Borçlunun borcu olmadığını ispat etmek için açmış olduğu davaya menfi tespit davası, borçlunun cebri icra tehdidi altında borcunu ödedikten sonra açtığı davaya ise istirdat davası denmektedir. Gerek istirdat davasının gerek menfi tespit davasının kesinleşmeden icraya konu edilebilmesi mümkün değildir. Aynı şekilde davaya ilişkin yargılama gideri, vekalet ücreti ve tazminatların da kesinleşmeden icraya konu edilebilmesi söz konusu değildir. 

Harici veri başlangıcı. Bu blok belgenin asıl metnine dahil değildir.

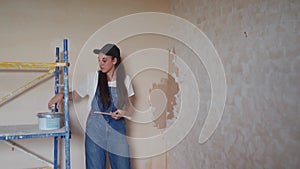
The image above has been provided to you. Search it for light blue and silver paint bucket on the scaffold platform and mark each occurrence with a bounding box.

“…Buna göre, şikayet tarihi itibariyle takibe konu ilam henüz kesinleşmediğinden menfi tespit davası İSTİRDATA DÖNÜŞMÜŞ OLSA DA BU İLAMIN KESİNLEŞMEDEN İNFAZI MÜMKÜN OLMAYACAĞINDAN mahkemece şikayetin kabulüne karar verilmesi gerekirken istemin yazılı gerekçe ile reddi yönünde hüküm tesisi isabetsizdir…” (Yargıtay 12. Hukuk Dairesi 2018/5448 E., 2019/1883 K., 12.02.2019 T.)

5- Sayıştay ilamları:

İşbu kararların da kesinleşmeden icraya konu edilebilmesi mümkün değildir. Bunun nedeni; idari yargılama sisteminin özellikleri, kamu otoritesinin korunmak istenmesi, idare ile birey arasındaki dengenin gözetilmesidir.

6-Mahkumiyete ilişkin ceza ilamlarının tazminat ve yargılama giderlerine ilişkin kısımları:

Ceza mahkumiyet hükümleri 5275 Sayılı Ceza ve Güvenlik Tedbirlerinin İnfazı Hakkında Kanun’un 4. maddesi uyarınca kesinleşmeden infaz olunamayacağından mahkûmiyet kararının eklentisi olarak hükmolunan tazminat, yargılama giderleri ve vekalet ücreti de hüküm kesinleşmedikçe icraya konulamaz.

7-Bayrağına veya sicil kaydı olup olmadığına bakılmaksızın bütün gemilere ve bunlarla ilgili ayni haklara ilişkin ilamlar:

Görüleceği üzere; yalnızca ayni hakla sınırlı tutulmamış olup gemilerle ilgili tüm ilamların icrası için ilamın kesinleşmesi şart olduğu düzenleme altına alınmıştır.

8-İstihkak davasının kabulüne ilişkin ilamlar:

Mülkiyeti ihtilaflı olan taşınır veya taşınmaz bir malın aidiyetinin tespiti için açılan davaya İstihkak Davası denilmektedir. İstihkak Davasının Kabulü halinde malın mülkiyeti değişeceğinden buna ilişkin mahkeme ilamları kesinleşmeden icra takibine konu edilemez.  Ancak davanın reddi halinde kararın icraya konulabilmesi için kararın kesinleşmesi şart değildir.